Автор этого канона, преподобный Андрей Критский, жил очень давно – в VIII веке. Жил в далекой стране, говорил на другом языке и умер, так и не узнав, что где-то на севере будут жить люди, которые вспомнят его с благодарной нежностью. Хотя святой Андрей и был известным поэтом, свой самый знаменитый канон он писал для себя на старости лет как автобиографию, как лебединую песнь. Скорее всего, он бы сильно удивился, услыхав, что его молитву читают Великим постом, отведя для нее особые дни. В древности этот канон пели только на пятой неделе поста. Одни уставы предписывали совершать его в воскресенье, другие в четверг, третьи советовали разбить на несколько частей и растянуть на четыре дня. Тогда этот канон слушали утром, сейчас – по вечерам. Раньше – только на четвертой или пятой неделе, теперь – первые четыре дня первой седмицы.

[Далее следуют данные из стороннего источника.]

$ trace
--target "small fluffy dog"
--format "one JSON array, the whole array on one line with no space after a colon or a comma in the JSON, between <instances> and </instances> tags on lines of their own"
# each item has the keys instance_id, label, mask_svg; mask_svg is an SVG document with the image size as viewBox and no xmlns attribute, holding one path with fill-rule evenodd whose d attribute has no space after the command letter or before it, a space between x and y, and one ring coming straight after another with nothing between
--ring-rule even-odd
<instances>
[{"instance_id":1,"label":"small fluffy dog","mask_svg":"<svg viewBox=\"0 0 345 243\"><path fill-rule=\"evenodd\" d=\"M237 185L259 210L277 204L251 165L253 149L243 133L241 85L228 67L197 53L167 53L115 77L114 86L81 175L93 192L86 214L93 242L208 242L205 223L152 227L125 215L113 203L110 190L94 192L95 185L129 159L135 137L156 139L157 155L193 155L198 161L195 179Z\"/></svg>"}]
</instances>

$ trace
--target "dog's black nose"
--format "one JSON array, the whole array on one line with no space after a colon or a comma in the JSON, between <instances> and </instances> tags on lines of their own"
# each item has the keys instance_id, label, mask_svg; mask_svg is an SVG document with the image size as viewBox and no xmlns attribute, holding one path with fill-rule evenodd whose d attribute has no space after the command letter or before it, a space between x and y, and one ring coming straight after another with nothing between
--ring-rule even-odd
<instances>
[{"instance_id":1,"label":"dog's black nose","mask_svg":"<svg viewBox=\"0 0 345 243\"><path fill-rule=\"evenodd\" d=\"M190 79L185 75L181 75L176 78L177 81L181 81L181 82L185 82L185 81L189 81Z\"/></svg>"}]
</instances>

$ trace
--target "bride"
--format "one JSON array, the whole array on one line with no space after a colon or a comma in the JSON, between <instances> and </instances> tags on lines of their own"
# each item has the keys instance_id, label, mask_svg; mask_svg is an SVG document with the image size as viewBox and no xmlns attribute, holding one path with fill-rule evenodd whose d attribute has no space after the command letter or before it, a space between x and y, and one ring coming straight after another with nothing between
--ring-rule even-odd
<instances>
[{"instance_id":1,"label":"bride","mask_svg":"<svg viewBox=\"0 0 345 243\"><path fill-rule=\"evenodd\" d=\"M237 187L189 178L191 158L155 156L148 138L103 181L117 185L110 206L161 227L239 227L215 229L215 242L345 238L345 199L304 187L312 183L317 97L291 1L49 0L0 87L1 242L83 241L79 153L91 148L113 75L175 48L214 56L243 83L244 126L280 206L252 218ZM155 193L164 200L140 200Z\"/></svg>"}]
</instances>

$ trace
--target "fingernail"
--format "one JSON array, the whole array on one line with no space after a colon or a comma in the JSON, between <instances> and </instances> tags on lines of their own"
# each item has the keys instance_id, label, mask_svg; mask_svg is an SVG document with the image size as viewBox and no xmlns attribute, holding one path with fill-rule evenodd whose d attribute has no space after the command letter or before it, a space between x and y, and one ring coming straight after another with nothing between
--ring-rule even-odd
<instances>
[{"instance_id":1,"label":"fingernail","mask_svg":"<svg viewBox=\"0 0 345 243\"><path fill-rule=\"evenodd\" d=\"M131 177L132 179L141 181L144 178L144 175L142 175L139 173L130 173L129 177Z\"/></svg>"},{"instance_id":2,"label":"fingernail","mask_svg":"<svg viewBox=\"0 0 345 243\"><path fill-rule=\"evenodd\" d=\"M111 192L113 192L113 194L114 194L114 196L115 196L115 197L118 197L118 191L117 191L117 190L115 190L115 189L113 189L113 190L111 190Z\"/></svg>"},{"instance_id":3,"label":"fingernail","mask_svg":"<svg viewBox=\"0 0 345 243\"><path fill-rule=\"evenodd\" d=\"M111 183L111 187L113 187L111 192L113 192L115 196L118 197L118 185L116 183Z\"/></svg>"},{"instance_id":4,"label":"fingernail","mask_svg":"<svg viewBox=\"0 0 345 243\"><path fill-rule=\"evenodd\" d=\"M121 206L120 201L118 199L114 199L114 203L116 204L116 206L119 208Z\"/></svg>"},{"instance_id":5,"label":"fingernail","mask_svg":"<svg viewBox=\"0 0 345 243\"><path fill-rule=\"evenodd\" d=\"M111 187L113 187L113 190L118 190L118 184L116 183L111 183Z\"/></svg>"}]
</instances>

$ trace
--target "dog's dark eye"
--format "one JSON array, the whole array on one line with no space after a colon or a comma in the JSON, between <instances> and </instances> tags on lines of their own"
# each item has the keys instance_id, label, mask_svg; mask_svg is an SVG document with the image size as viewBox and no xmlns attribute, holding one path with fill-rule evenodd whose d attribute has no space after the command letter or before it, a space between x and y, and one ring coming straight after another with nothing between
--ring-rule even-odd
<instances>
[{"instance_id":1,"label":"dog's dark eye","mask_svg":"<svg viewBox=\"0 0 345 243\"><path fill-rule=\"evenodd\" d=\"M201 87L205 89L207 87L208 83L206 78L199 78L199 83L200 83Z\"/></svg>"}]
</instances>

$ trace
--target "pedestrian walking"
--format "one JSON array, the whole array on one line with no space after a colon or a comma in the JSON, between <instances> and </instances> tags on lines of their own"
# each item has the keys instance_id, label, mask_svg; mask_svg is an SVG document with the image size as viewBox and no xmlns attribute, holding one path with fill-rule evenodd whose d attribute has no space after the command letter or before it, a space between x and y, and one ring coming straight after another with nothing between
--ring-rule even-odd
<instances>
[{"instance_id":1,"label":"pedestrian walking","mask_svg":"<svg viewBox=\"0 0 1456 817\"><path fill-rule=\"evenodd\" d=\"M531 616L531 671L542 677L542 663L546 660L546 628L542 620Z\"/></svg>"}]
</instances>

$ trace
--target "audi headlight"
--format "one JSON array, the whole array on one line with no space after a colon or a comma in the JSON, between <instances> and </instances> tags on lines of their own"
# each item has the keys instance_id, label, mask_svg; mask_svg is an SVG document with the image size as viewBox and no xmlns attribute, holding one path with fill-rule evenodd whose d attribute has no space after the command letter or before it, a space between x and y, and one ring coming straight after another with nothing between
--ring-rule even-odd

Канон состоит из девяти песен. Его украсили текстами других авторов: знаменитые ирмосы «Помощник и Покровитель» писал не преподобный Андрей, а трогательный кондак «Душе моя, востани, что спиши» был создан за два столетия до рождения святого Андрея. Представьте, даже для преподобного он был древностью. Его сочинил другой святой – Роман Сладкопевец. Этот кондак наши предки пели только на пятой неделе, но, видно, так он был им дорог, что позже перенесли и на первую.

Почему этот канон так для нас важен?

Есть много причин. Выделю ту, что важна лично для меня: Великий канон – свидетель реальности покаяния. Здесь требуется пояснение.

Школьником я прочел «Древний патерик», удивительную книгу о жизни египетских монахов. Была там и история одной девушки, которая так усердно помогала монастырям, что стала нищей, пустив все свое наследство на благотворительность. Чтобы как-то выжить, она стала блудницей, сделавшись из богобоязненной девочки циничной прожигательницей жизни.

Монахи чувствовали свою вину перед ней и отправили к ней старца Иоанна Колова, чтобы он убедил ее переменить греховную жизнь. Она приняла старца с вызывающим бесстыдством, бравируя роскошью, всем своим видом показывая, что вот она-то живет по-настоящему, в полную силу.